I stumbled upon the bivio website and read the emails and your informative responses and was very impressed. I have just ordered your book and look forward to reading it. I have a question about using options to create monthly income flow and how likely that can be and how much time it would take. Will your book cover that subject? I have recently heard advertisements for companies pushing this use of options.
Thanks for the kind words.
I suggest you ignore those advertisements. They are primarily hype. They charge high fees, promise much, and leave clients ill-prepared to use options effectively. I much prefer than an investor have just a bit of patience and take the time to really understand options and how they work. That's why the introductory section of the book devotes several chapters to providing that background. Sure you can jump right to trading, but please don't. And do not skip chapters 6, 7 and 8.
Yes, the book covers the strategy used to collect monthly income from a
stock portfolio.
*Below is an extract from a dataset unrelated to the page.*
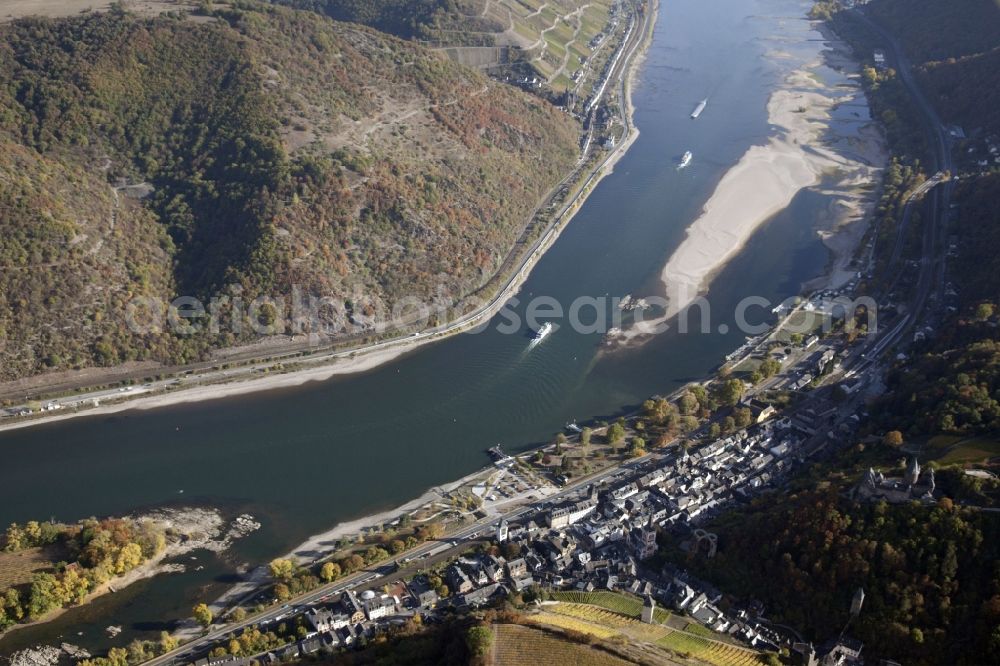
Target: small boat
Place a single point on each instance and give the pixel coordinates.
(542, 332)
That method is called 'covered call writing' and is
(in my opinion) the best strategy you can adopt to really understand
options and how they work. As you gain exprience, there are advantages
to considering the use of other methods, and the book includes detailed
information on how to adopt five other strategies.
How much time will it take: Good question, and the answer is different
for every investor.
If you adopt the ideas of a popular TV
market commentator, you should spend one hour every week researching
each of your stocks. That's a lot of time, and I wouldn't do that.
But if you do, and if you have several stocks in your
portfolio, any option strategy based on owning thsoe stocks is going to
take a great deal of time.
Here's what I believe: Choosing stocks to own is crucial and I cannot
help you with that task. If you adopt bullish strategies, as most
investors feel they must, then if your stocks tumble, your results will
not be good. Writing covered call options will reduce losses - and
that's good, but the goal is to make money, not cut losses. Thus,
assuming you have a method for choosing stocks to own - and assuming
your question relates to how much extra time it will take to
adopt options strategies, then I can tell you that the book contains a
good discussion on this area.
If your goal is to earn the maximum annualized return on your
investments, then you must spend some time each month on selecting
which options to write (sell) for each stock you own. You can sell one
call for each 100 shares. There is a detailed discussion (chapter 10)
on how to choose both the strike price and the expiration month. There
is no single 'best' option to choose. Your choice depends on your risk
tolerance and the amount of time you want to spend on managing your
investment portfolio. You will have a very thorough understanding on
how to make appropriate decisions when you read the first (of three)
chapters on this strategy.
If you want to generate income and have scant time, you can get by with
just an hour or two every three, or even every six, months. The
options you choose to sell under these conditions require that you
spend significantly less time making trading decisions. They also
provide additional safety. But, your potential returns are reduced.
To me, this is a good combination: reduced risk and a lower maximum
return. As long as that profit potential meets your minimuim
requirments, you may prefer spending less time managing your
portfolio. If you are an investor who typically buys stocks and never
thinks about them again, then you already don't spend much time on your
portfolio. On the other hand, if you trade frequently and already
spend lots of time with your investments, then you can get very detail
oriented and spend a great deal of time when using options. The bottom
line: the more you micromanage the portfolio, the more time it takes.
But if you want to be a buy and hold investor, then it will not take
much of your time to adopt this strategy.
Consider the other methods in the book. You may find them very
attractive. First because you can be bullsh, bearish, or market
neutral. You don't always have to be a typical investor with a bullish
bias. Second, these methods come with additional safety. To me,
trading with reduced risk is very important. You can easily make money
when using options - the more difficult part is holding onto those
gains. Risk management is the path towards success. The book shows
you a great deal about how to manage that risk.
Best of luck and let me know how you are progressing. One suggestion:
To get started right away, consider using a practice account (paper
trading). Most brokers offer that at no cost.